Another more recent triumph in the condominium arena occurred in the case of Trustees of the Cambridge Point Condominium Trust v. Cambridge Point, LLC (478 Mass. 697 (2018)), just decided in January.  The issue there was the enforceability of so-called “poison pill” provisions in condominium documents which create barriers to suits being brought by condominium associations, particularly suits directed against developers for construction defects and the like.  The documents governing this particular condominium required, for example, that a copy of the actual complaint be delivered to the unit owners, that a monetary limit be established on the litigation costs, and that within 60 days not less than 80% of the unit owners consent.  Given the fact that the developer in this case retained ownership of more than 20% of the units, the 80% consent requirement was effectively a total bar to bringing an action against the developer for the construction defects that were alleged to have occurred at the condominium.  REBA’s Condominium Law and Practice Section once again argued persuasively not only that there was an ambiguity in the law with respect to the enforceability of these provisions, but also that it was grossly unfair for condo owners and associations to be denied their remedies to bring actions because of inappropriate barriers being erected by the developers of condominiums in the documents creating those condominiums.    Although the SJC did not go as far as ruling unenforceable any restrictions in condominium documents to the commencement of litigation, it did concur with our position that the restrictions in this particular instance were void by reason of being in violation of public policy.

The last case that I want to mention shows just how far afield from our original areas of focus the Amicus Committee sometimes ventures.  With the encouragement and through the assistance of REBA’s fairly new Estate Planning, Trusts and Estate Administration Section, we submitted a brief in the case of Daley v.
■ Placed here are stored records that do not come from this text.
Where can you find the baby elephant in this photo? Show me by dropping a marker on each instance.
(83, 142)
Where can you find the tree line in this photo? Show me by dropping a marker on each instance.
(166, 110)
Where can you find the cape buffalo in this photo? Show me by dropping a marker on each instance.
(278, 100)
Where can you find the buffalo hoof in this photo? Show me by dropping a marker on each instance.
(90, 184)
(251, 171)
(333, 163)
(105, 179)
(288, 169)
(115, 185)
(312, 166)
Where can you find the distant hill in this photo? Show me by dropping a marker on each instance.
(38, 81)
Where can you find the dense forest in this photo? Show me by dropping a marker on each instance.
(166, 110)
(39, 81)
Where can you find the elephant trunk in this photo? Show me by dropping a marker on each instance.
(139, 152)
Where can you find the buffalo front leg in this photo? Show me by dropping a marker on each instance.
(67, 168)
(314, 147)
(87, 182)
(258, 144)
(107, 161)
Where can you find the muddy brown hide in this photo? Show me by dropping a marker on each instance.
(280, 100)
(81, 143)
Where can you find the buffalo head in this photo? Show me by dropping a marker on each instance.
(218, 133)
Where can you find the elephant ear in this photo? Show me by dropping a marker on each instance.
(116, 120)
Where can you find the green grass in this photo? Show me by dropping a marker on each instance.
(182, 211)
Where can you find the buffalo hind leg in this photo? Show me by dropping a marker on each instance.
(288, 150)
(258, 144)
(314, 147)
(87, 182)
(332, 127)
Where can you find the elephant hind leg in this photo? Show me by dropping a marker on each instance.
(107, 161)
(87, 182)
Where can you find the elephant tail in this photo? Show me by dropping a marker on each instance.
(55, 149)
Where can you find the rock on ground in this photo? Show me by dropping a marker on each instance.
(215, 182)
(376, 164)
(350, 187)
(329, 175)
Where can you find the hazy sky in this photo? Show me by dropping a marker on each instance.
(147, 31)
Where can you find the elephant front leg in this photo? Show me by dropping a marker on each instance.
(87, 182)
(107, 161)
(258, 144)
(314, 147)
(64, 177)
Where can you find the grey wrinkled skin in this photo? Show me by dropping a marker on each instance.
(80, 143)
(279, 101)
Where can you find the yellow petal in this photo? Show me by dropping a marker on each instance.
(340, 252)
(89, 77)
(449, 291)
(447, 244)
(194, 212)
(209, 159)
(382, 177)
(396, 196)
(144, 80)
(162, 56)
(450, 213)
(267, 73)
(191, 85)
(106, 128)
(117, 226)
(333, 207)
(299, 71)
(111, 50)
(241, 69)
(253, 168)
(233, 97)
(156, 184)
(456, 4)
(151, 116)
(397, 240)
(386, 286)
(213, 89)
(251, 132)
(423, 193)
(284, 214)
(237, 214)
Secretary of Executive Office of Health and Human Services (477 Mass. 188 (2017)), where the issue was whether the fairly common practice of conveying a piece of property to a family member but retaining a life estate in the property resulted in the full value of the property remaining as a countable asset of the grantor for purposes of determining Medicaid eligibility.  We dipped our toe in these unfamiliar waters by allowing the Estate Planning, Trusts and Estate Administration Section to prepare and submit on behalf of the Amicus Committee a brief which addressed the limited issue of whether a life estate was a separately recognizable property interest.  While that seemed absolutely obvious to us dirt lawyers, we were concerned that a decision in this context which found a life estate not to be a separate property interest could have unintended consequences within the real estate world (as well as having the effect of rendering  ineffective a good deal of Medicaid planning done by estate planning practitioners).  In its decision, the SJC fully-recognized the life estate as a property interest separate and distinct from the remainder interest, which was a clear win for REBA’s membership at large.  The Court also found that under the applicable regulations it was compelled to agree with the argument of the estate planning bar that Medicaid planning steps such as conveying the property subject to a life estate effectively shielded the asset from being counted for Medicaid eligibility purposes.  But the Court also encouraged the applicable Commonwealth agencies to take a look at those regulations.  So this was a win, at least for the time being, for the estate planning bar as well.

As I deliver these remarks, there are more cases that have been brought to our attention which, if they are appealed, may be worthy of an amicus submission by our Committee.  This is important work for REBA and for the real estate bar and our clients, and it is work that is ongoing and never-ending.  Should any of you be involved in cases that you believe may fit the criteria that I outlined earlier, please feel free to bring them to our attention by contacting either Peter Wittenborg and the REBA staff, or by reaching out to Ed Bloom and me directly. Your participation in our efforts is the best way to insure that a case doesn’t slip by us that has an adverse impact on the law or our clients.